Луначарский довольно откровенно развивает в пьесе аргументы в защиту «красного террора» и революционной беспощадности, вкладывая их в уста «несгибаемых революционеров». Дон Кихот, поддавшись благому порыву, содействует освобождению из тюрьмы предводителя контрреволюционных сил, хищного графа Весконсина, и тем самым способствует обострению жестокой борьбы. За это «предательство» его приговаривают к изгнанию. На прощание Дон Валтасар говорит рыцарю, повторяя логику статей Луначарского о Короленко: «Ах, Дон Кихот, вы не годитесь в граждане истекающей кровью голодной Республики… Но когда придем мы в обетованную землю, когда снимем мы кровавые жаркие доспехи, вот тогда-то позовем вас, бедный Дон Кихот, вот тогда скажем мы: „Войдите под завоеванные нами кущи помочь нам творить добро… О, тогда вы станете поистине освобожденным Дон Кихотом“».

В эпилоге Дон Кихот выглядит обреченным и поверженным. Даже его верный оруженосец Санчо Панса говорит о нем: «Старик плох. Он вообще-то помешан, а вы ему перемешали и самую помешанность». Строгий приговор выносит себе и сам рыцарь, растерянный, подавленный, ощущающий «смертельную рану на груди души». «…Что вообще делать нам, людям? — вопрошает он. — Я ничего теперь не знаю. Поистине я — как слепец».

Удивительно, но Луначарский прекрасно знал, когда писал эту пьесу, что его самого часто за спиной зовут Дон Кихотом, то и дело бросающимся на защиту интеллигенции и ее представителей, борющихся с недостатками советского строя. И он, вероятно, специально в своей пьесе, как бы реабилитируя себя в качестве «твердого революционера», показал моральный и духовный крах «мягкого» Дон Кихота, проигравшего в своей борьбе истинным «защитникам народа». Однако после завершения автором пьесы пройдет всего 7 лет, и уже сам Луначарский будет выступать в качестве «поверженного» Дон Кихота, когда ему придется под давлением обстоятельств уйти со своего поста. И в последние годы жизни не будет ли он сам напоминать такого же, почти отошедшего от дел, задумавшегося о пройденном пути праведника, которого он ругал до этого «бранными эпитетами»?

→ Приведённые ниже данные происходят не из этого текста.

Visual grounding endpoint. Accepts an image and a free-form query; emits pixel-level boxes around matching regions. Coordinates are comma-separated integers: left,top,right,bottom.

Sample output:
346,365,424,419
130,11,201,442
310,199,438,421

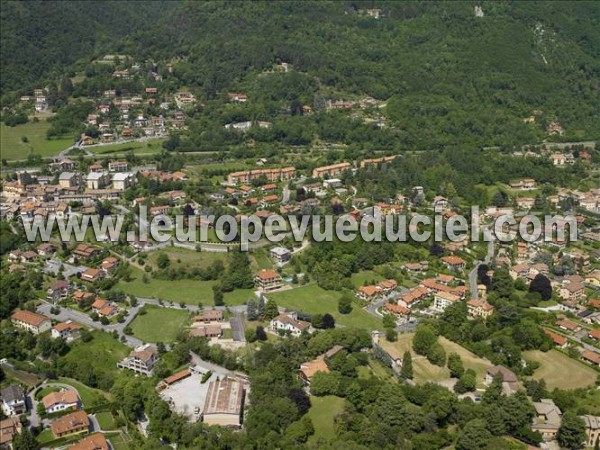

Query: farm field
58,378,107,408
379,333,492,386
523,350,598,389
96,411,116,431
308,395,344,444
350,270,383,288
63,331,129,371
148,247,228,269
0,120,73,160
117,267,254,306
130,306,189,343
85,138,166,155
266,284,382,330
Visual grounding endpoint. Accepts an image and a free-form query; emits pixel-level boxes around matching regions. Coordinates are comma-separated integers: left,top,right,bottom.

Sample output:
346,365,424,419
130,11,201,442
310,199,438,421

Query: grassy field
2,366,42,386
35,386,61,400
86,138,166,155
106,433,130,450
0,120,73,160
58,378,110,407
523,350,598,389
350,270,383,288
130,306,188,343
65,331,129,370
267,284,382,330
308,395,344,444
439,336,493,382
96,411,116,431
117,267,254,306
148,247,228,269
380,333,492,386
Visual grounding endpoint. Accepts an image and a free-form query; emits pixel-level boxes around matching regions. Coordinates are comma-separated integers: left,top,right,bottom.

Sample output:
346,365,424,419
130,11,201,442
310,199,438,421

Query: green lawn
266,284,382,330
96,411,117,431
350,270,383,288
130,306,189,343
148,247,227,269
523,350,598,389
105,433,130,450
308,395,344,444
64,331,129,370
86,138,166,155
0,120,73,160
58,376,111,408
117,267,253,306
379,333,492,386
35,386,61,400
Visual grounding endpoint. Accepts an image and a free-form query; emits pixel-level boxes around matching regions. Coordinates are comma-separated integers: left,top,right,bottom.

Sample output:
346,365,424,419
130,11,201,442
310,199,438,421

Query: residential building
432,291,460,311
441,255,467,271
581,415,600,448
269,247,292,264
58,172,81,188
312,162,352,178
227,167,296,185
108,161,128,172
73,244,100,258
544,330,569,349
10,309,52,334
269,312,311,337
0,417,23,448
67,433,112,450
254,269,283,291
50,411,90,439
467,300,494,319
46,280,72,303
531,398,562,441
202,378,246,428
51,320,83,341
193,309,223,323
117,344,158,376
0,384,27,416
85,172,110,189
81,267,106,283
581,350,600,367
42,389,81,414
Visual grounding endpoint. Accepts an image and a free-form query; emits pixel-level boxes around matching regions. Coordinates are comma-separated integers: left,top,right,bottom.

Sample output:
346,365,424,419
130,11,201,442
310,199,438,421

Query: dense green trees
556,411,586,449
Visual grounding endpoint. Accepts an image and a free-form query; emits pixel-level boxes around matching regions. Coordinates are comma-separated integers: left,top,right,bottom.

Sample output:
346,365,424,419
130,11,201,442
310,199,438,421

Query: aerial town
0,2,600,450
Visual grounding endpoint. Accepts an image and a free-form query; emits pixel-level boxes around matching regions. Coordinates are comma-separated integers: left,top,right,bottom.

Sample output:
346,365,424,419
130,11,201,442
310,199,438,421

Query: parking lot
160,371,218,422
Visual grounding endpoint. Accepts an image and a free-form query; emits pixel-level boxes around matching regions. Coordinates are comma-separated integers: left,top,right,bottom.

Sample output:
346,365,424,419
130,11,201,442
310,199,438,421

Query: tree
456,419,492,450
556,410,586,449
529,273,552,300
264,299,279,321
246,298,258,321
156,252,171,269
448,353,465,378
322,313,335,329
400,351,413,380
13,427,40,450
338,294,352,314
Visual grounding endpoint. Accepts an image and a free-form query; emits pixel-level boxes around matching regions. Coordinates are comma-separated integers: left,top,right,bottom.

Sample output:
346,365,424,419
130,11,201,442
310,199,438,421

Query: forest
1,2,600,147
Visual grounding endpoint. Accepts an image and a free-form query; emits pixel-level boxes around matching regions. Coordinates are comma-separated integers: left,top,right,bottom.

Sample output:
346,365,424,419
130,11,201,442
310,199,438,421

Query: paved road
37,297,246,348
229,312,246,342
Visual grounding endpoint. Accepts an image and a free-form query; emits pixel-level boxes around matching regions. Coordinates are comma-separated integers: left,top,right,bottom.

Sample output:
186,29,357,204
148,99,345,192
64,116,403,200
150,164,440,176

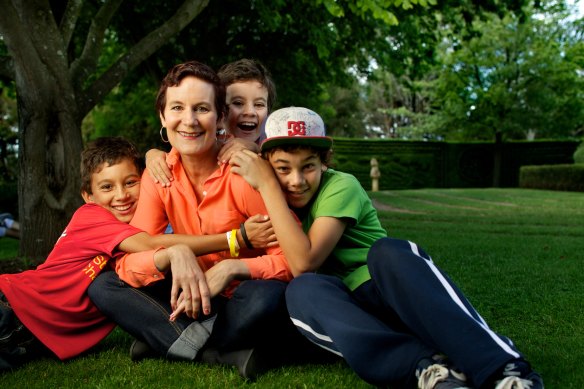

В истории «Писем к Луначарскому» Короленко как в капле воды отразился весь драматизм революции и Гражданской войны, который на широкой документальной основе был воссоздан автором настоящей книги в исследовании «Владимир Короленко и революционная смута в России. 1917–1921» (М., 2017). И Луначарский, увы, предстал в этой истории в довольно неприглядном виде, не только не ответив на обвинения в адрес большевиков, содержавшиеся в письмах писателя, но и сделав вид, будто писем не получал.